Intel® Low Precision Optimization Tool built the low-precision inference solution upon popular Deep Learning frameworks such as TensorFlow, PyTorch, MXNet and ONNX Runtime. The adaptor layer is the bridge between LPOT tuning strategy and framework vanilla quantizaton APIs.
Intel® Low Precision Optimization Tool supports new adaptor extension by implementing a subclass of Adaptor
class in lpot.adaptor package
and registering this strategy by adaptor_registry
decorator.
for example, user can implement an Abc
adaptor like below:
@adaptor_registry
class AbcAdaptor(Adaptor):
def __init__(self, framework_specific_info):
...
def quantize(self, tune_cfg, model, dataloader, q_func=None):
...
def evaluate(self, model, dataloader, postprocess=None,
metric=None, measurer=None, iteration=-1, tensorboard=False):
...
def query_fw_capability(self, model):
...
def query_fused_patterns(self, model):
...
quantize
function is used to do calibration and quanitization in post-training quantization.
evaluate
function is used to run evaluation on validation dataset.
query_fw_capability
function is used to run query framework quantization capability and intersects with user yaml configuration setting to
query_fused_patterns
function is used to run query framework graph fusion capability and decide the fusion tuning space.
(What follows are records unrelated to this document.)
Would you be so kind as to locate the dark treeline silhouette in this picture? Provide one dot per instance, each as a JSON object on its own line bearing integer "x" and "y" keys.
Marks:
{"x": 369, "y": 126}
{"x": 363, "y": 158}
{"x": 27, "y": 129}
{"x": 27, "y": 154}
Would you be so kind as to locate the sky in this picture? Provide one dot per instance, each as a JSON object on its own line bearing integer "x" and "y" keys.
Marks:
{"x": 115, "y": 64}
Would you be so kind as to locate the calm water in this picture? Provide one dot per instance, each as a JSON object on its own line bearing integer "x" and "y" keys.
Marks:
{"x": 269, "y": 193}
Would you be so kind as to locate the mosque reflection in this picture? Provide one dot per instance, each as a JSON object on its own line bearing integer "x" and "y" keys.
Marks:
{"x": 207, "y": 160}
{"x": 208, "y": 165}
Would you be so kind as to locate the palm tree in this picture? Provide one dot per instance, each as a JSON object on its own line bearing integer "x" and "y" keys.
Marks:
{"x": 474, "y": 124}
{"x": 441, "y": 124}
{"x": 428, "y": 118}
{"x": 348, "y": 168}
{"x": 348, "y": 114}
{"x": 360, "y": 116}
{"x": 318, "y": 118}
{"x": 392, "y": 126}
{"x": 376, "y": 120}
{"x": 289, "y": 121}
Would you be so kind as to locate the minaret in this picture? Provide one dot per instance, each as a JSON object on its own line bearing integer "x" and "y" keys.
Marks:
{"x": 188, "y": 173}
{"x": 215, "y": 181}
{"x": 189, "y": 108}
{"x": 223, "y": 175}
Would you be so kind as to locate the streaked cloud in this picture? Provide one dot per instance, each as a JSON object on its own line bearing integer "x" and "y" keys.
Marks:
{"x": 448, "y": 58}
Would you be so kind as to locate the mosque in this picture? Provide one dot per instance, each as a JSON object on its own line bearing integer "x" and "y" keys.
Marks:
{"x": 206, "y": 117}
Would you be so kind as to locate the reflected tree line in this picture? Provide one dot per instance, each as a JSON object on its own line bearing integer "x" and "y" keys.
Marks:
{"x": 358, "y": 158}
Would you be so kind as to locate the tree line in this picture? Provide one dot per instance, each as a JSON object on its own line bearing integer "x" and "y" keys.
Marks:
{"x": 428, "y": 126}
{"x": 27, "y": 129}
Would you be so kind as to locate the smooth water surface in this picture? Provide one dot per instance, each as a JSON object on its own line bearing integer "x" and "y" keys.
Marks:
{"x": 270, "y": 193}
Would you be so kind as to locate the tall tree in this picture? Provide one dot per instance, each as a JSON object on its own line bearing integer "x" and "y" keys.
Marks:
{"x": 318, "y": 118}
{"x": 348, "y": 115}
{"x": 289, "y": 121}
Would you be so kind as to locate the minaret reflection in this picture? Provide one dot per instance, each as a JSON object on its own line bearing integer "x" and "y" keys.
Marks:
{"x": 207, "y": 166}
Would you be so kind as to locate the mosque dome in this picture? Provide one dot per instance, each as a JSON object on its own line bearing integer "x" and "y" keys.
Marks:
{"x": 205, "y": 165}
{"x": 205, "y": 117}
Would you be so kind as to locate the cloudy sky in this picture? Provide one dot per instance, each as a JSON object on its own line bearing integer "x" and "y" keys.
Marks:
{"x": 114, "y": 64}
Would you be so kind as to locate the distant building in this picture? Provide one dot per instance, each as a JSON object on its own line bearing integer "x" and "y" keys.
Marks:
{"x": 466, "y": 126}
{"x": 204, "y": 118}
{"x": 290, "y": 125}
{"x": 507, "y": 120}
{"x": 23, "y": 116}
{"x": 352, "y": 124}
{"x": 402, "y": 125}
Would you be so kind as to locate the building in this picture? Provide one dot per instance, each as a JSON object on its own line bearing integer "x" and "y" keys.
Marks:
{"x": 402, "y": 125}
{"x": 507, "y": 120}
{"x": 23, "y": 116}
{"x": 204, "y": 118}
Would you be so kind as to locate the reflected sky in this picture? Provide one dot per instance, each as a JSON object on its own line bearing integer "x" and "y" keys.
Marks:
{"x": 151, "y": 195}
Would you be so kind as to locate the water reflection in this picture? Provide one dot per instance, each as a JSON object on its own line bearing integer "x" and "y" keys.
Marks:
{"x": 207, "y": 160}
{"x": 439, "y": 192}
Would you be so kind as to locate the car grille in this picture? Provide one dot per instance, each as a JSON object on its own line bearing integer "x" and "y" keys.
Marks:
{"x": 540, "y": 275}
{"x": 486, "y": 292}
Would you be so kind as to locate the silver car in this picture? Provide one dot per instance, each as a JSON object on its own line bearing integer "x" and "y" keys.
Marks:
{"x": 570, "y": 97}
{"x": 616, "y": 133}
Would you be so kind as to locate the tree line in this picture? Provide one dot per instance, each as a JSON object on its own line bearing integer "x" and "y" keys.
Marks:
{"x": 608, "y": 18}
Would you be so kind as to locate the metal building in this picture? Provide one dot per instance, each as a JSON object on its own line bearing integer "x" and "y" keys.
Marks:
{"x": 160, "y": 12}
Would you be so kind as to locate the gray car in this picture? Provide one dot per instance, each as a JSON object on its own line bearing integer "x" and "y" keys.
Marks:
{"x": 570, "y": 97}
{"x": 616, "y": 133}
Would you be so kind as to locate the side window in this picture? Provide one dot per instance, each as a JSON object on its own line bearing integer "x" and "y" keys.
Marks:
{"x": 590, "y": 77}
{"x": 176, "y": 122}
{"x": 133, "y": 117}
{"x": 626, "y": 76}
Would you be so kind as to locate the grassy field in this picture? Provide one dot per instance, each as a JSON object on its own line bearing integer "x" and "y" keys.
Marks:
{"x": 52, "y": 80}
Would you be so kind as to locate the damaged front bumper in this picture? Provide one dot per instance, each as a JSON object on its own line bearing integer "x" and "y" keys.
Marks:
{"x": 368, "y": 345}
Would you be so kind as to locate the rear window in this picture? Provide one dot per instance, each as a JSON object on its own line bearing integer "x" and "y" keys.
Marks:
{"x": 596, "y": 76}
Let us take onnxruntime as an example. ONNX Runtime is a backend proposed by Microsoft, and it's based on MLAS kernel defaultly. Onnxruntime already has quantization tools, so the question becomes how to intergrate onnxruntime quantization tools into LPOT.
-
capbility
User should explore quantization capbility at first. According to onnx_quantizer, the quantization tools support following attributes: 1.1 whether per_channel 1.2 whether reduce_range 1.3 QLinear mode or Integer mode (which is only seen in onnxruntime) 1.4 whether static (static quantization or dynamci quantization) 1.4 weight_qtype (choices are float32, int8 and uint8) 1.5 input_qtype (choices are float32, int8 and uint8) 1.6 quantization_params (None if dynamic quantization) 1.7 &1.8 nodes_to_quantize, nodes_to_exclude 1.9 op_types_to_quantize
so we can pass a tune capbility to LPOT like
{'optypewise': {'conv': { 'activation': { 'dtype': ['uint8', 'fp32']}, 'weight': {'dtype': ['int8', 'fp32']}, 'algorithm': ['minmax', ], 'granularity': ['per_channel'] }, 'matmul': { 'activation': { 'dtype': ['uint8', 'fp32']}, 'weight': {'dtype': ['int8', 'fp32']}, 'algorithm': ['minmax', ], 'granularity': ['per_channel'] } }, 'opwise': {('conv1', 'conv'): { 'activation': { 'dtype': ['uint8', 'fp32']}, 'weight': {'dtype': ['int8', 'fp32']} } } }
-
parse tune config
LPOT will generate a tune config from your tune capbility like
{ 'fuse': {'int8': [['CONV2D', 'RELU', 'BN'], ['CONV2D', 'RELU']], 'fp32': [['CONV2D', 'RELU', 'BN']]}, 'calib_iteration': 10, 'op': { ['op1', 'CONV2D']: { 'activation': {'dtype': 'uint8', 'algorithm': 'minmax', 'scheme':'sym', 'granularity': 'per_tensor'}, 'weight': {'dtype': 'int8', 'algorithm': 'kl', 'scheme':'asym', 'granularity': 'per_channel'} }, ['op2', 'RELU]: { 'activation': {'dtype': 'int8', 'scheme': 'asym', 'granularity': 'per_tensor', 'algorithm': 'minmax'} }, ['op3', 'CONV2D']: { 'activation': {'dtype': 'fp32'}, 'weight': {'dtype': 'fp32'} }, ... } }
then you can parse this config into format that ONNXQuantizer can accept please make sure whether your quantization API support model wise or op wise quantization. for example, node "conv1" use "minmax" algorithm and node "conv2" use "KL" algorithm, or the whole model must use "minmax" or "KL" in general.
-
pre-optimize if your backend support FP32 graph optimization, you can apply it in query_fw_capability and quantize your optimized fp32 model instead of original model
model = self.pre_optimized_model if self.pre_optimized_model else model
-
do quantization
This part depend on your backend implementationm you may refer to onnxruntime as an example.